Mit seinem Eintreten für Dialog, Respekt und Kooperation befinde sich der Ökumenische Rat der Kirchen
"auf dem richtigen Weg", sagte Bundespräsident Heinz Fischer. Er erinnerte auch daran, dass demnächst
der 60. Jahrestag der Proklamation der Allgemeinen Erklärung der Menschenrechte begangen wird. Dieses Bekenntnis
zu den Menschenrechten müsse immer auch mit konkreten Taten verbunden sein, so der Bundespräsident, der
die Bedeutung der Kirchen dabei besonders hervorhob. Wo nach wie vor grundlegende Menschenrechte verwehrt würden,
"darf man nicht wegschauen".
Kardinal Christoph Schönborn appellierte bei dem Festakt an die österreichische Politik, Solidarität
mit den verfolgten Christen im Irak zu üben. Wer verfolgt wird, habe ein Menschenrecht auf Asyl, und Verfolgten
Asyl zu gewähren sei eine Menschenpflicht, so Schönborn. Der Vorsitzende der Österreichischen Bischofskonferenz
erinnerte insbesondere an die dramatische Situation in der nordirakischen Metropole Mossul, wo tausende Christen
vertrieben wurden, und an die Lage der vielen christlichen Flüchtlinge in Syrien und Jordanien, die nicht
in ihre Heimat zurückkehren können. In der Würdigung der Arbeit des ÖRKÖ in Österreich
verwies der Kardinal auf die Zusammenarbeit der Kirchen beim Sozialwort und beim Verfassungskonvent, beides "Zeichen,
die nicht zu übersehen sind".
Ökumene der Zwischenschritte
Die Ökumene befinde sich derzeit in der Phase der "Zwischenschritte", befand der evangelisch-lutherische
Bischof Michael Bünker. Er sprach sich dafür aus, das bisher Erreichte zu sichten und einen Umsetzungsplan
mit klaren Prioritäten zu erstellen. "Nicht alles, was etwa kirchentrennend ist, ist etwa auch religionsunterrichttrennend",
sagte der Bischof. "Das, was uns eint" sollte gestärkt werden, damit "aus den Zwischenschritten
wieder eine flüssige Bewegung, ja ein Lauf" werde.
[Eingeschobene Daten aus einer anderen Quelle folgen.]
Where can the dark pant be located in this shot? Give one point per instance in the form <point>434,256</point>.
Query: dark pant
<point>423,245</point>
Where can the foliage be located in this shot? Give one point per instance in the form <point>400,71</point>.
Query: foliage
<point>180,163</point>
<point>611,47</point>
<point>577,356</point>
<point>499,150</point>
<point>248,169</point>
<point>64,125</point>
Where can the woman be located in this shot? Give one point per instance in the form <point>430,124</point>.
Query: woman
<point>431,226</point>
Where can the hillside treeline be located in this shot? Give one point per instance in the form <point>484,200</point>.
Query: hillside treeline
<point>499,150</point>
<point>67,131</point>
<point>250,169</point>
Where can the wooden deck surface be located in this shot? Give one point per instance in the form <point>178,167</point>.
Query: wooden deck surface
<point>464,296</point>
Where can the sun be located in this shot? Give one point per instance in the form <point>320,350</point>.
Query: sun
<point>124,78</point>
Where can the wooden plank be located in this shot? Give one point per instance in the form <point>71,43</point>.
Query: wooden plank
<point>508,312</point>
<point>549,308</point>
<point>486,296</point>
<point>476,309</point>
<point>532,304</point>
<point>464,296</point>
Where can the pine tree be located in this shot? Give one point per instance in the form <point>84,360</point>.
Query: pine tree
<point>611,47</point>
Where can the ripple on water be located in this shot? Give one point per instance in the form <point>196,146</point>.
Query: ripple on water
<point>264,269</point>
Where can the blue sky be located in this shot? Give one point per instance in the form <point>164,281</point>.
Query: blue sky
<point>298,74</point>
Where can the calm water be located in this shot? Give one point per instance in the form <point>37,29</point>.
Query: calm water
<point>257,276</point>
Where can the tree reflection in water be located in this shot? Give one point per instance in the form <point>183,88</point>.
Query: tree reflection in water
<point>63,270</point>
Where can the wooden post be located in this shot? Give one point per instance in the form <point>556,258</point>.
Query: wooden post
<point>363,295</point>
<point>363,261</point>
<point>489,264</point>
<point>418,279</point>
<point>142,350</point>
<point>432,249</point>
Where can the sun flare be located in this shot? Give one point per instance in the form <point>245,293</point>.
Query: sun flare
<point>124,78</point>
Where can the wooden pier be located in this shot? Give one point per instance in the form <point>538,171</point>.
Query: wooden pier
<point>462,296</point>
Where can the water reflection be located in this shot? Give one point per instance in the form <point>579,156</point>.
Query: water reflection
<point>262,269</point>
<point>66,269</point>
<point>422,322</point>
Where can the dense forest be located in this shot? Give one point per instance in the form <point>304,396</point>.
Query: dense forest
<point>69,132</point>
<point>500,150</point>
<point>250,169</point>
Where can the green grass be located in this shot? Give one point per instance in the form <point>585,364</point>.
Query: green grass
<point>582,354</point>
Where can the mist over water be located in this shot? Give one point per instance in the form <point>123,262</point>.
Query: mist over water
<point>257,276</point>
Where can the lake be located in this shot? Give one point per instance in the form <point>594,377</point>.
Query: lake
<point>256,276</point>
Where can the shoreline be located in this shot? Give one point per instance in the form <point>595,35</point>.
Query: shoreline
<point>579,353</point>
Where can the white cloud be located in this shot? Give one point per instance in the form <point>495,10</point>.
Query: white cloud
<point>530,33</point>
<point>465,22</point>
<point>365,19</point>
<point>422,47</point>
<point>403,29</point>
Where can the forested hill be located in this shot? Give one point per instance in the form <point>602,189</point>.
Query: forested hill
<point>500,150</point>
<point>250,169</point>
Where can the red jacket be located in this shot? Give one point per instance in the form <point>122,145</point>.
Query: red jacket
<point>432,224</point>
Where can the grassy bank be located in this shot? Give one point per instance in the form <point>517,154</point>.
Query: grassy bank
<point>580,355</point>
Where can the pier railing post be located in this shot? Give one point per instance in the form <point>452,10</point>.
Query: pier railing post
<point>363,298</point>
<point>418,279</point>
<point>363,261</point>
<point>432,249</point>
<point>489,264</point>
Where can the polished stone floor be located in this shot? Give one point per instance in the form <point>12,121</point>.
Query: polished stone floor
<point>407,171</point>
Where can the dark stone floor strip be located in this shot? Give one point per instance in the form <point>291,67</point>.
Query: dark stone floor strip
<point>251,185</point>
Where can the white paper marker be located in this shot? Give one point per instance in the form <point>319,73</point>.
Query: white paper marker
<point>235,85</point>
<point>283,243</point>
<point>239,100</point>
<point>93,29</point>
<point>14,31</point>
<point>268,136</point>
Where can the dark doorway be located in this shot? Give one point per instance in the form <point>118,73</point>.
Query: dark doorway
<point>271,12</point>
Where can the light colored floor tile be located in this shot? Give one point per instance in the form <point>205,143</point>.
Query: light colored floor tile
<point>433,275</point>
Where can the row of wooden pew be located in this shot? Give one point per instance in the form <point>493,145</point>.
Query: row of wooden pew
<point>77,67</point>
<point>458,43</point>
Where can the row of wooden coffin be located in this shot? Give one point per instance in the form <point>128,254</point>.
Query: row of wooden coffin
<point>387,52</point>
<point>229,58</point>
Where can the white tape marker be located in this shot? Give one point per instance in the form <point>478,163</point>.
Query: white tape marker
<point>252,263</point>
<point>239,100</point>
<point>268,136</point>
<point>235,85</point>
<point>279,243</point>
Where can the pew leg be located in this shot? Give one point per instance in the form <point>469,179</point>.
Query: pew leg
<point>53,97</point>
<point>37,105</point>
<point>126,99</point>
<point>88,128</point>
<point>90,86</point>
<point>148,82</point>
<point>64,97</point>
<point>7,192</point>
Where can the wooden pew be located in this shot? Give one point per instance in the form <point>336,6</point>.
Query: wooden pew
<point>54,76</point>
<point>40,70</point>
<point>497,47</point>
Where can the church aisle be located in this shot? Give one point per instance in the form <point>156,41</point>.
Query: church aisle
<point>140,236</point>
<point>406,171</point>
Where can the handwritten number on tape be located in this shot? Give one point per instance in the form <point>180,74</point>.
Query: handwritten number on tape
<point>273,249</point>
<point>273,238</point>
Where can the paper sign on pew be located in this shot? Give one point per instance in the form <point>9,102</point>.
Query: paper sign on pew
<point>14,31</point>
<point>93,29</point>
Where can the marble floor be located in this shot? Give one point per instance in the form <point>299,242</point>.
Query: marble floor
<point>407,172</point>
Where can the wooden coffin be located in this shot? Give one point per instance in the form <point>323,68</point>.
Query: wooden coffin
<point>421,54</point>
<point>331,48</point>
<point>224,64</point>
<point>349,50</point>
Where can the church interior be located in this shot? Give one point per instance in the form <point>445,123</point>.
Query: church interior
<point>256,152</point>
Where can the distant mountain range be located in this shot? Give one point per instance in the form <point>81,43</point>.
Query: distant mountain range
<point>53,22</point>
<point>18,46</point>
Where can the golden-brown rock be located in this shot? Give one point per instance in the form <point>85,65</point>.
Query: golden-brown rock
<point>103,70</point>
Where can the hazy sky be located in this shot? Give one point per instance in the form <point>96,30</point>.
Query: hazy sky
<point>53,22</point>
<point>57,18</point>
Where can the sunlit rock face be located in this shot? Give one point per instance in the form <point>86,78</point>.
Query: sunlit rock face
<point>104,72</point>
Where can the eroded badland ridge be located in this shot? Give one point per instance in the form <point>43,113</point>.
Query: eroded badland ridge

Für die orthodoxen Kirchen dankte Metropolit Michael Staikos für das gute ökumenische Klima. Dass
die orthodoxen Kirchen als volle Mitglieder seit 1964 mitwirken können, "nicht als entfernte Verwandte,
sondern als Teil der Familie", ist für Staikos "Geschenk Gottes" und konsequente Folge der
grundsätzlichen ökumenischen Haltung der Gesamtorthodoxie. Ziel der Ökumene sei nicht "irgendein
Selbstzweck, sondern das gemeinsame christliche Zeugnis".
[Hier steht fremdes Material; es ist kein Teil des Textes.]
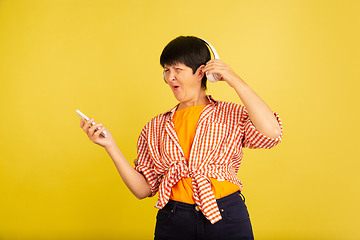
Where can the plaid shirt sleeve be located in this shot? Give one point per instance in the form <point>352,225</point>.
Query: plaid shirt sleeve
<point>146,164</point>
<point>253,138</point>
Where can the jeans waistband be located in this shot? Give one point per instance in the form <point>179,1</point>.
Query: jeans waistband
<point>234,197</point>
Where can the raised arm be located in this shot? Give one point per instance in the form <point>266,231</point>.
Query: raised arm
<point>259,113</point>
<point>134,180</point>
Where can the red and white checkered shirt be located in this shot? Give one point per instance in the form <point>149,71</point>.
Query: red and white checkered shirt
<point>223,129</point>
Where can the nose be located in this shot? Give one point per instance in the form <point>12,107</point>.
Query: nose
<point>168,76</point>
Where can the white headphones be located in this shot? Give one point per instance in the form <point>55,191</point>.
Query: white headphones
<point>213,77</point>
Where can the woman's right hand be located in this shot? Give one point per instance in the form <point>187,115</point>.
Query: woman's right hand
<point>94,131</point>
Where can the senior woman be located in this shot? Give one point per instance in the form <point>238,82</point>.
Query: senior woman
<point>190,155</point>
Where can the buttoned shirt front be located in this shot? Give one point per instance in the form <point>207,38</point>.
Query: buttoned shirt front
<point>223,129</point>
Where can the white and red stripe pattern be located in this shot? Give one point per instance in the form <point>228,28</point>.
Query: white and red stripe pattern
<point>223,129</point>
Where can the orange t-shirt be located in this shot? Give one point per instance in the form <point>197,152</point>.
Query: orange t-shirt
<point>185,122</point>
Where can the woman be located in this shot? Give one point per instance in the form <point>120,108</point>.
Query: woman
<point>190,154</point>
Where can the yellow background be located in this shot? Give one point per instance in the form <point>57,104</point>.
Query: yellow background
<point>102,57</point>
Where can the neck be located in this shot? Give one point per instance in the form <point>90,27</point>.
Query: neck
<point>199,100</point>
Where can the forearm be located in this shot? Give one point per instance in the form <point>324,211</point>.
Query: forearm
<point>260,114</point>
<point>134,180</point>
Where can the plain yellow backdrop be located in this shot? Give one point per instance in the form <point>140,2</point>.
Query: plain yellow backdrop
<point>102,57</point>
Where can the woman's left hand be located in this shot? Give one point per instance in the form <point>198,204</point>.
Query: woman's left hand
<point>228,75</point>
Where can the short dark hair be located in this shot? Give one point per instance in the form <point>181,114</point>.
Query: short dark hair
<point>188,50</point>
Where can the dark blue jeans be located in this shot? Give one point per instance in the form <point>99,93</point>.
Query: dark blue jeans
<point>182,221</point>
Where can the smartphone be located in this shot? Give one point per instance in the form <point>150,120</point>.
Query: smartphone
<point>80,114</point>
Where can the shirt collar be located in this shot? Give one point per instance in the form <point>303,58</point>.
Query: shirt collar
<point>170,113</point>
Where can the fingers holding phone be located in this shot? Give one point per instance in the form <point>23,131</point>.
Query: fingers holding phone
<point>96,132</point>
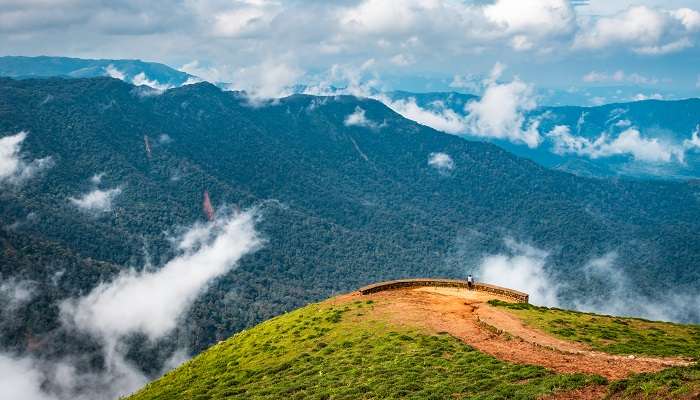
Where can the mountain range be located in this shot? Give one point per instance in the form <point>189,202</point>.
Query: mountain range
<point>104,182</point>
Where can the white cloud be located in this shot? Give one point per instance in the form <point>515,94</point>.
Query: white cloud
<point>97,178</point>
<point>688,17</point>
<point>13,167</point>
<point>14,293</point>
<point>619,296</point>
<point>619,76</point>
<point>694,141</point>
<point>629,142</point>
<point>164,138</point>
<point>470,82</point>
<point>151,302</point>
<point>441,161</point>
<point>623,123</point>
<point>358,118</point>
<point>444,119</point>
<point>643,29</point>
<point>380,17</point>
<point>642,97</point>
<point>97,200</point>
<point>500,113</point>
<point>666,48</point>
<point>20,379</point>
<point>521,268</point>
<point>403,60</point>
<point>534,17</point>
<point>245,18</point>
<point>140,79</point>
<point>268,80</point>
<point>114,72</point>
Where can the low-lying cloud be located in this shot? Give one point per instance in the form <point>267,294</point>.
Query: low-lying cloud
<point>628,142</point>
<point>14,168</point>
<point>441,161</point>
<point>522,268</point>
<point>148,302</point>
<point>359,118</point>
<point>611,291</point>
<point>500,112</point>
<point>140,79</point>
<point>96,200</point>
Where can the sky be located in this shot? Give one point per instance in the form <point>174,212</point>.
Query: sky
<point>419,45</point>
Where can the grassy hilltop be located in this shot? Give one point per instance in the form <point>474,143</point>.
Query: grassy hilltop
<point>351,349</point>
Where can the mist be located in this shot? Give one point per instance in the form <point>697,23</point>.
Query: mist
<point>147,302</point>
<point>608,289</point>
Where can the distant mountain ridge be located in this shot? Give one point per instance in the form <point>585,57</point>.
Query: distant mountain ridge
<point>46,66</point>
<point>349,193</point>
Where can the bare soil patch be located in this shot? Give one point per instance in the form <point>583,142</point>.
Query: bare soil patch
<point>466,315</point>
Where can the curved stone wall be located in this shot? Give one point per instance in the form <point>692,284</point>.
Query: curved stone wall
<point>424,282</point>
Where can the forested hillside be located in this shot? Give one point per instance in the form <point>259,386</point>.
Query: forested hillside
<point>343,202</point>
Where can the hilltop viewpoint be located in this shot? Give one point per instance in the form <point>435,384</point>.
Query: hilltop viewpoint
<point>438,339</point>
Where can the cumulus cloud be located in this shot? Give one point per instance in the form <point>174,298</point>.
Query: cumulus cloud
<point>359,118</point>
<point>245,18</point>
<point>268,80</point>
<point>150,302</point>
<point>439,118</point>
<point>522,268</point>
<point>694,141</point>
<point>14,293</point>
<point>642,96</point>
<point>531,17</point>
<point>644,29</point>
<point>14,169</point>
<point>140,79</point>
<point>500,112</point>
<point>629,142</point>
<point>20,379</point>
<point>688,17</point>
<point>619,76</point>
<point>620,296</point>
<point>441,161</point>
<point>97,200</point>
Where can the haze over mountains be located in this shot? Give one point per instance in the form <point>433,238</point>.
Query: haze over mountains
<point>102,197</point>
<point>642,139</point>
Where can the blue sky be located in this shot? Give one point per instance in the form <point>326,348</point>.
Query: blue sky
<point>647,47</point>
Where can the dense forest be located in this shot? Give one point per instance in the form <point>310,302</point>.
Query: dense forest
<point>341,205</point>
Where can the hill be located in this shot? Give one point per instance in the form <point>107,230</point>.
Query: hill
<point>342,202</point>
<point>437,343</point>
<point>136,71</point>
<point>656,146</point>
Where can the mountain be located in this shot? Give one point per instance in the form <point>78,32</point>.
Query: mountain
<point>441,343</point>
<point>346,192</point>
<point>454,101</point>
<point>131,70</point>
<point>649,139</point>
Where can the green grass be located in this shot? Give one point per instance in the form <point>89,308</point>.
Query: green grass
<point>670,383</point>
<point>611,334</point>
<point>347,352</point>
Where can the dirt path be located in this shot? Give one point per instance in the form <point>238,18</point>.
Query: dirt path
<point>466,315</point>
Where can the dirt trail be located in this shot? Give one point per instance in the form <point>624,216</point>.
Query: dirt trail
<point>466,315</point>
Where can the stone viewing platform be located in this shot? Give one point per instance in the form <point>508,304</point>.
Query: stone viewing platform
<point>514,295</point>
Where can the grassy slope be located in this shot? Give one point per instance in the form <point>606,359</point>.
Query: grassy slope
<point>625,336</point>
<point>611,334</point>
<point>346,352</point>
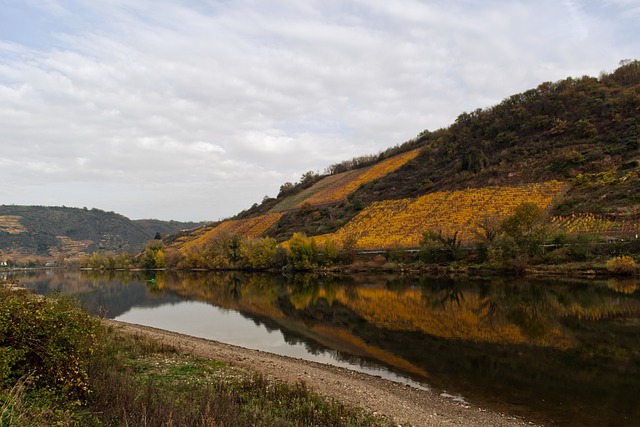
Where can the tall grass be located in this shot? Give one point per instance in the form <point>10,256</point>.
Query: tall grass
<point>156,386</point>
<point>128,380</point>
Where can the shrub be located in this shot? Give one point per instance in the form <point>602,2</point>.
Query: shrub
<point>623,265</point>
<point>48,340</point>
<point>304,251</point>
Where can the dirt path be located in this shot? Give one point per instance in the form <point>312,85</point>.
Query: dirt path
<point>401,403</point>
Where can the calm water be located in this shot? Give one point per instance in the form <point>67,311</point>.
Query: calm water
<point>561,353</point>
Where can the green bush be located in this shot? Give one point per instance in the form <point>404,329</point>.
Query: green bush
<point>49,340</point>
<point>623,265</point>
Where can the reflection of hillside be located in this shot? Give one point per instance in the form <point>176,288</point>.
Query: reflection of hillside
<point>554,347</point>
<point>110,294</point>
<point>495,342</point>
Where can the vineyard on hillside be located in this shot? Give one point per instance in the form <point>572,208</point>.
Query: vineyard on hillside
<point>247,228</point>
<point>401,223</point>
<point>337,187</point>
<point>11,224</point>
<point>596,224</point>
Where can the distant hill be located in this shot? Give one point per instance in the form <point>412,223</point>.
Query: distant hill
<point>50,232</point>
<point>572,147</point>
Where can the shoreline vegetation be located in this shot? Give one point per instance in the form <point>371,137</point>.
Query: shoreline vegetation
<point>525,243</point>
<point>61,366</point>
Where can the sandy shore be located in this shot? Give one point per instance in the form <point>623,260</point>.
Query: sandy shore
<point>403,404</point>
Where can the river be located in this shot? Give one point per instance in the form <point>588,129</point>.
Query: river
<point>563,353</point>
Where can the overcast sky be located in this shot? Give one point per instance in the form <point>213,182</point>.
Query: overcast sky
<point>196,109</point>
Die Gemeinschaft Evangelischer Kirchen in Europa sei ein Beispiel für die "Art und Weise, wie Kirchen
in versöhnter Verschiedenheit miteinander leben und zusammenwirken", sagte der evangelisch-reformierte
Landessuperintendent Thomas Hennefeld. Kirchen müssten auch in Zukunft gemeinsam ihre Stimme für Frieden
und Gerechtigkeit in Europa und in der Welt erheben.
Als einen "mutigen Schritt" bezeichnete der frühere methodistische Superintendent Helmut Nausner
die Gründung des ÖRKÖ vor 50 Jahren: "Alle haben Neuland betreten." Die ökumenischen
Erkenntnisse des II. Vatikanischen Konzils hätten "weitreichende Folgen" gehabt, bekräftigte
die langjährige Vorsitzende des ÖRKÖ, Oberin Christine Gleixner, bei dem Gottesdienst in der Konzilgedächtniskirche.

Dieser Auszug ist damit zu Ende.